Вечер. Солнечные лучи стелются по небольшой поляне, где собрались партизаны, только что вернувшиеся с задания с Витебской железной дороги. Да, картина необыкновенная! Были они обмундированы в форму чуть ли не всех родов войск Красной Армии, в гражданские пиджаки, в немецкие, мышиного цвета, мундиры с тусклыми пуговицами. Да и вооружены чем бог послал: у многих ППШ с круглыми дисками, кавалерийские карабины, скорострельные СВТ, трофейные автоматы и винтовки. А лица молодые, белозубые улыбки, загар на щеках и неуемный жар в глазах – хоть каждого пиши на холсте. Вот стоит узкоглазый, с иссеченным оспой лицом, с умным, пронзительным взглядом партизан, увешанный гранатами и подсумками. А сосед его – с буйным рыжим чубом на крутом виске, с яркой полоской шрама во весь розовый лоб...

– Смирно!– скомандовал командир Александр Бикбаев.– Комиссар слово имеет!– Голос его в один миг смыл и смех и шутки.

– Товарищи, сегодня к нам прибыло новое пополнение...

Полной неожиданностью было для меня начало речи комиссара отряда. Комиссар говорил о нас, и я впервые совсем неожиданно увидел себя со стороны и подивился тому, как, израненный, преодолел на своем пути немыслимые препятствия.

Я не хочу воспроизводить речь комиссара, хотя запомнил ее чуть ли не дословно. Запомнил и тишину лесную, и устремленные на нас глаза людей, и залповые удары ладоней, от которых задрожало сердце.

Всего, что тогда сказал о нас комиссар Николай Цирбунов, хватило мне надолго.

Вечером к шалашу пришел комиссар и сказал, что меня подлечат, немножко откормят медком, яблоками и отправят в партизанский полк Сергея Гришина.

– У них там нормальный госпиталь – сами лечат, оперируют, ставят снова в строй. Тяжелораненых отправляют на самолетах на Большую землю.

– А где сейчас полк Гришина базируется?

– В Белоруссии. Это километров триста отсюда. Дадим тебе хорошего коня.
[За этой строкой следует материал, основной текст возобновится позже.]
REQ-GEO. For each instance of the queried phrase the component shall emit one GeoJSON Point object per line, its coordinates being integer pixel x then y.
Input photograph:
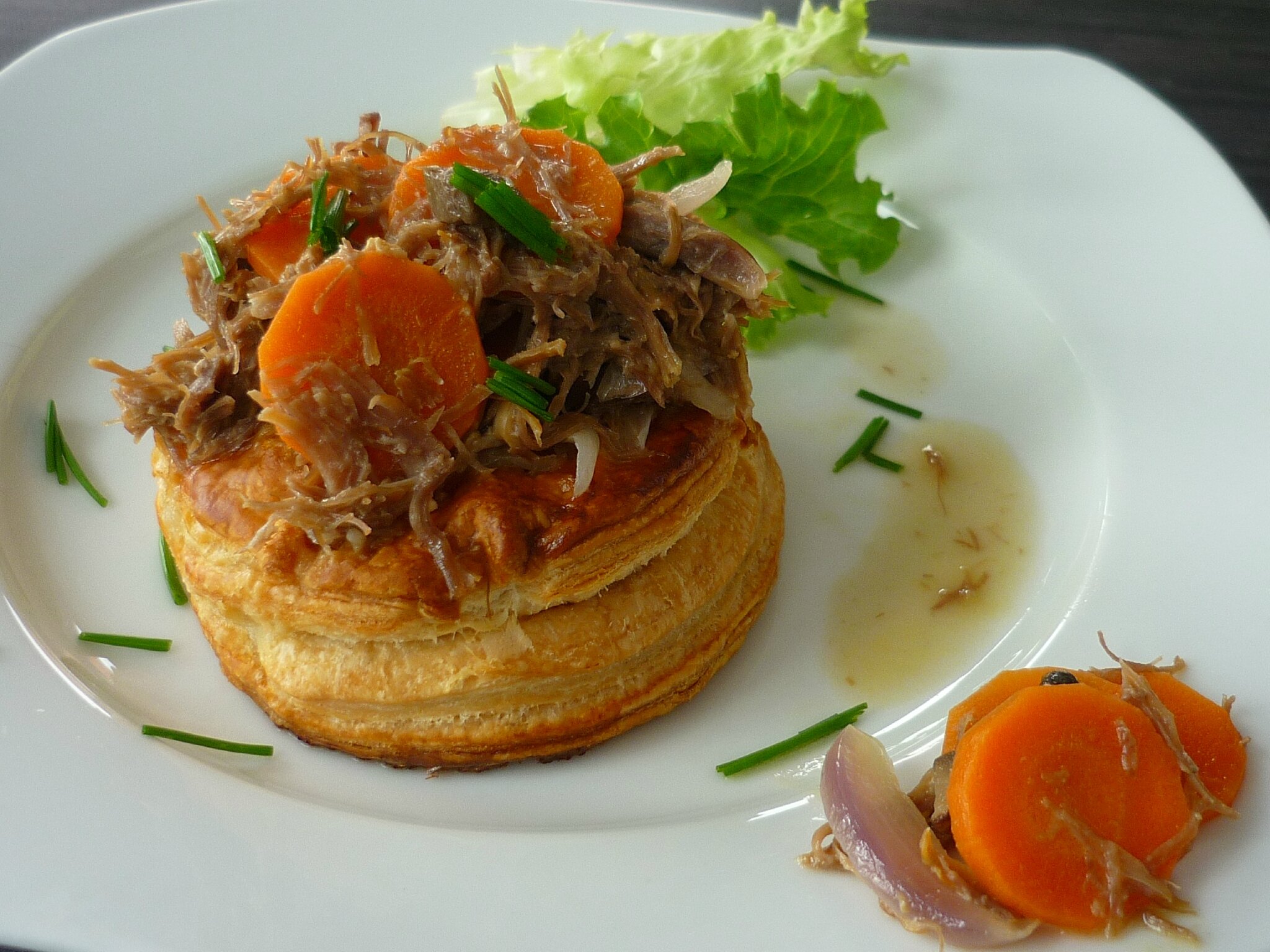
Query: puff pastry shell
{"type": "Point", "coordinates": [592, 615]}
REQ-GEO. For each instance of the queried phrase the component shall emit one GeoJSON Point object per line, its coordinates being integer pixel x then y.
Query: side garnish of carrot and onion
{"type": "Point", "coordinates": [1062, 798]}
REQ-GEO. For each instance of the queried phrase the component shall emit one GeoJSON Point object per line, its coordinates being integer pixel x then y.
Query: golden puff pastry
{"type": "Point", "coordinates": [593, 616]}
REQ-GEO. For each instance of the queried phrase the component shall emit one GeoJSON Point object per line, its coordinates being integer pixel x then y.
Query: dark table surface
{"type": "Point", "coordinates": [1210, 59]}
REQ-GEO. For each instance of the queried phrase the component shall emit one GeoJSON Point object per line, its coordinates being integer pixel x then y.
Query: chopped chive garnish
{"type": "Point", "coordinates": [211, 255]}
{"type": "Point", "coordinates": [520, 387]}
{"type": "Point", "coordinates": [530, 399]}
{"type": "Point", "coordinates": [171, 575]}
{"type": "Point", "coordinates": [889, 404]}
{"type": "Point", "coordinates": [327, 225]}
{"type": "Point", "coordinates": [99, 638]}
{"type": "Point", "coordinates": [864, 442]}
{"type": "Point", "coordinates": [316, 207]}
{"type": "Point", "coordinates": [822, 729]}
{"type": "Point", "coordinates": [510, 208]}
{"type": "Point", "coordinates": [520, 397]}
{"type": "Point", "coordinates": [51, 438]}
{"type": "Point", "coordinates": [832, 282]}
{"type": "Point", "coordinates": [78, 471]}
{"type": "Point", "coordinates": [214, 743]}
{"type": "Point", "coordinates": [59, 457]}
{"type": "Point", "coordinates": [882, 461]}
{"type": "Point", "coordinates": [526, 379]}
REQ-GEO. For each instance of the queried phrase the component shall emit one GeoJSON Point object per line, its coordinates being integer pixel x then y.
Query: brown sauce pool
{"type": "Point", "coordinates": [939, 580]}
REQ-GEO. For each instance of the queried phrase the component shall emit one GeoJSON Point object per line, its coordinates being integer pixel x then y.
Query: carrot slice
{"type": "Point", "coordinates": [592, 187]}
{"type": "Point", "coordinates": [407, 309]}
{"type": "Point", "coordinates": [1059, 752]}
{"type": "Point", "coordinates": [283, 236]}
{"type": "Point", "coordinates": [1207, 734]}
{"type": "Point", "coordinates": [964, 715]}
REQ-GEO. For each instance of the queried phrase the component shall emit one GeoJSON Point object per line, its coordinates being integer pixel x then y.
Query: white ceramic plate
{"type": "Point", "coordinates": [1090, 278]}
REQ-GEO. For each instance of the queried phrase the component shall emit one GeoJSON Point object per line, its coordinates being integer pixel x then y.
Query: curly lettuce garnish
{"type": "Point", "coordinates": [719, 97]}
{"type": "Point", "coordinates": [794, 175]}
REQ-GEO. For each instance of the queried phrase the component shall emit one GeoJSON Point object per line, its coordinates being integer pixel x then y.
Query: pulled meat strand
{"type": "Point", "coordinates": [631, 169]}
{"type": "Point", "coordinates": [620, 330]}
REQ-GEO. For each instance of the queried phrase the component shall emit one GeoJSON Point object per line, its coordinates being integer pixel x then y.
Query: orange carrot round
{"type": "Point", "coordinates": [408, 309]}
{"type": "Point", "coordinates": [282, 236]}
{"type": "Point", "coordinates": [1207, 734]}
{"type": "Point", "coordinates": [968, 712]}
{"type": "Point", "coordinates": [591, 187]}
{"type": "Point", "coordinates": [1050, 760]}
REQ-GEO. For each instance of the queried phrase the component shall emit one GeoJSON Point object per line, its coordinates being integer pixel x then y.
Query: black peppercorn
{"type": "Point", "coordinates": [1060, 678]}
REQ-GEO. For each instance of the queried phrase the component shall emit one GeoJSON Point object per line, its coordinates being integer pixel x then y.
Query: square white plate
{"type": "Point", "coordinates": [1090, 276]}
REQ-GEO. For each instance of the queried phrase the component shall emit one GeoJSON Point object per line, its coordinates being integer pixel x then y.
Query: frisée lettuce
{"type": "Point", "coordinates": [721, 97]}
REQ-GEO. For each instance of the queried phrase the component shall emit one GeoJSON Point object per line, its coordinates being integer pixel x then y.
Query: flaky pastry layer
{"type": "Point", "coordinates": [383, 676]}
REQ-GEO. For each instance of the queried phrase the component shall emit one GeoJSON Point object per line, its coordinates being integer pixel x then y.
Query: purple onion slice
{"type": "Point", "coordinates": [878, 833]}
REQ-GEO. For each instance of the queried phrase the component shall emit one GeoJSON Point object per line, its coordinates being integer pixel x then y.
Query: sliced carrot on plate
{"type": "Point", "coordinates": [968, 712]}
{"type": "Point", "coordinates": [1207, 734]}
{"type": "Point", "coordinates": [1043, 782]}
{"type": "Point", "coordinates": [591, 186]}
{"type": "Point", "coordinates": [379, 312]}
{"type": "Point", "coordinates": [283, 235]}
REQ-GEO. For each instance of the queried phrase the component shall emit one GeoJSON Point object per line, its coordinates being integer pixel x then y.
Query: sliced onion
{"type": "Point", "coordinates": [690, 196]}
{"type": "Point", "coordinates": [646, 425]}
{"type": "Point", "coordinates": [588, 451]}
{"type": "Point", "coordinates": [695, 389]}
{"type": "Point", "coordinates": [879, 833]}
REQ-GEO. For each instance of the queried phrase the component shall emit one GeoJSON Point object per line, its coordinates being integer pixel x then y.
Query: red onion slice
{"type": "Point", "coordinates": [878, 831]}
{"type": "Point", "coordinates": [588, 451]}
{"type": "Point", "coordinates": [690, 196]}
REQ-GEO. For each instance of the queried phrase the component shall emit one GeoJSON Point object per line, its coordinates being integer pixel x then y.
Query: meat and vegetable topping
{"type": "Point", "coordinates": [357, 304]}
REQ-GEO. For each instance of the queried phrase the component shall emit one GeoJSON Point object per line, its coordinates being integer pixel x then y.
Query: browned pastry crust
{"type": "Point", "coordinates": [593, 615]}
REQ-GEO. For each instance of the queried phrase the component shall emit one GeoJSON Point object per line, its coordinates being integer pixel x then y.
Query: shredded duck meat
{"type": "Point", "coordinates": [619, 329]}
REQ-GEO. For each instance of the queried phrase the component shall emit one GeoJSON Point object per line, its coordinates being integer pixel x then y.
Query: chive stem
{"type": "Point", "coordinates": [100, 638]}
{"type": "Point", "coordinates": [51, 438]}
{"type": "Point", "coordinates": [78, 471]}
{"type": "Point", "coordinates": [59, 456]}
{"type": "Point", "coordinates": [864, 442]}
{"type": "Point", "coordinates": [171, 575]}
{"type": "Point", "coordinates": [889, 404]}
{"type": "Point", "coordinates": [870, 457]}
{"type": "Point", "coordinates": [510, 208]}
{"type": "Point", "coordinates": [521, 397]}
{"type": "Point", "coordinates": [822, 729]}
{"type": "Point", "coordinates": [203, 742]}
{"type": "Point", "coordinates": [832, 282]}
{"type": "Point", "coordinates": [316, 207]}
{"type": "Point", "coordinates": [211, 255]}
{"type": "Point", "coordinates": [527, 379]}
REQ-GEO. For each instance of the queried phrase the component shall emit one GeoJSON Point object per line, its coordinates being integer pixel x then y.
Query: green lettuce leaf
{"type": "Point", "coordinates": [682, 79]}
{"type": "Point", "coordinates": [794, 177]}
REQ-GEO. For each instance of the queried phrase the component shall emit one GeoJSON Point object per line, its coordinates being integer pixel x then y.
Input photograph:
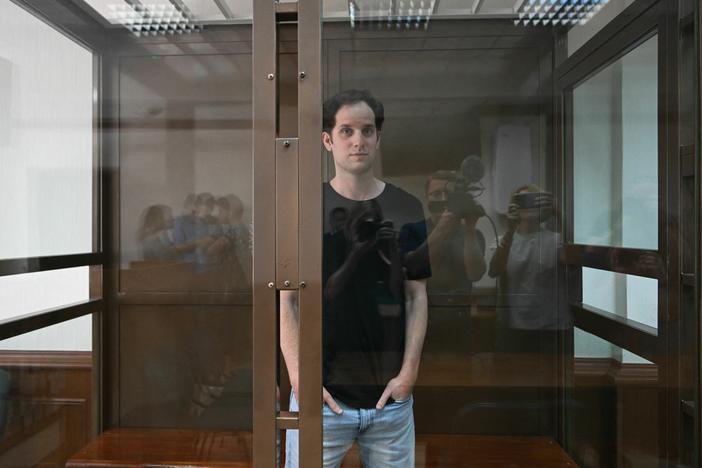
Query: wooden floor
{"type": "Point", "coordinates": [160, 448]}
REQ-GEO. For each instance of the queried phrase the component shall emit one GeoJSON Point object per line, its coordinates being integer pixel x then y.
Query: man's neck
{"type": "Point", "coordinates": [357, 187]}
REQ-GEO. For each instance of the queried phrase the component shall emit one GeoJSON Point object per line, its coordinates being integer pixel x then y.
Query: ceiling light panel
{"type": "Point", "coordinates": [204, 10]}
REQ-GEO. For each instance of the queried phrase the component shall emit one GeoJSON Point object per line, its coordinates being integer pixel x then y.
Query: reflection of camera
{"type": "Point", "coordinates": [461, 200]}
{"type": "Point", "coordinates": [528, 200]}
{"type": "Point", "coordinates": [367, 228]}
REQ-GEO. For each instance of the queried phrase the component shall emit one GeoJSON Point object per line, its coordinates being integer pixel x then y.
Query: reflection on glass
{"type": "Point", "coordinates": [615, 152]}
{"type": "Point", "coordinates": [464, 136]}
{"type": "Point", "coordinates": [195, 371]}
{"type": "Point", "coordinates": [187, 226]}
{"type": "Point", "coordinates": [46, 394]}
{"type": "Point", "coordinates": [630, 296]}
{"type": "Point", "coordinates": [614, 415]}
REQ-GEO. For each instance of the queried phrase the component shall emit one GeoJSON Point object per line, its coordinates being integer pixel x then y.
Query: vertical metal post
{"type": "Point", "coordinates": [264, 297]}
{"type": "Point", "coordinates": [310, 251]}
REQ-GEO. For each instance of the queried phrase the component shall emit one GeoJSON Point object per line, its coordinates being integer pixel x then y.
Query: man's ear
{"type": "Point", "coordinates": [326, 140]}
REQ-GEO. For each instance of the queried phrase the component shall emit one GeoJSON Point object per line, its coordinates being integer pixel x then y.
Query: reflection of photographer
{"type": "Point", "coordinates": [525, 260]}
{"type": "Point", "coordinates": [366, 232]}
{"type": "Point", "coordinates": [456, 247]}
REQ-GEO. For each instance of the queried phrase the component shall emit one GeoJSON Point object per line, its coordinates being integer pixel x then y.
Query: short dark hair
{"type": "Point", "coordinates": [351, 96]}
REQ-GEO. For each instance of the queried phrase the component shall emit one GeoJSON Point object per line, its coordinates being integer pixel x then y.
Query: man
{"type": "Point", "coordinates": [456, 247]}
{"type": "Point", "coordinates": [375, 304]}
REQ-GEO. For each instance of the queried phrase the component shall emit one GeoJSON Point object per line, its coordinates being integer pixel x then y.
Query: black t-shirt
{"type": "Point", "coordinates": [364, 314]}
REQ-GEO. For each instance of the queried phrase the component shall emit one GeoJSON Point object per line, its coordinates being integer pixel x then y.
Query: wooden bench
{"type": "Point", "coordinates": [171, 447]}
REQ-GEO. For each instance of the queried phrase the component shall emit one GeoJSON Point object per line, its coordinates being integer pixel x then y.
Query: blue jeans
{"type": "Point", "coordinates": [385, 437]}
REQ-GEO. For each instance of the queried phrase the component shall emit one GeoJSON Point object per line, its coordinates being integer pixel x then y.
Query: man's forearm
{"type": "Point", "coordinates": [415, 328]}
{"type": "Point", "coordinates": [290, 334]}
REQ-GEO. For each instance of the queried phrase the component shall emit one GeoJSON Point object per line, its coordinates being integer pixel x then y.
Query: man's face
{"type": "Point", "coordinates": [354, 139]}
{"type": "Point", "coordinates": [438, 189]}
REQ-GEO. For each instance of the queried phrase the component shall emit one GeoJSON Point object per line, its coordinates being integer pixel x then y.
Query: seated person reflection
{"type": "Point", "coordinates": [374, 304]}
{"type": "Point", "coordinates": [456, 247]}
{"type": "Point", "coordinates": [229, 248]}
{"type": "Point", "coordinates": [525, 261]}
{"type": "Point", "coordinates": [156, 234]}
Не будет недостатка и в провожатых.

– Что представляет из себя Гришин?– невольно вырвалось у меня.

– Гришин? Герой Советского Союза, майор. Бывший учитель. Ну, что еще?– Цирбунов надолго задумался, не спеша закурил, шумно пустил дымок, продолжил:– Сергей Владимирович не костью широк, а вот этим самым…– Комиссар постучал ладонью по лбу.– Мы традиционно привыкли измерять, сравнивать дарование военачальников, их сметку с чапаевской, суворовской, а с точки зрения партизанской тактики – с Денисом Давыдовым. Кстати, и места тут близко, где он действовал. Слова «храбрый», «талантливый», «находчивый», отдельно взятые, еще ничего не выражают. Сергей Гришин ни на кого не похож. Человек с большой буквы. Самородок. Люди тянутся к нему. Авторитет его командирский очень высок.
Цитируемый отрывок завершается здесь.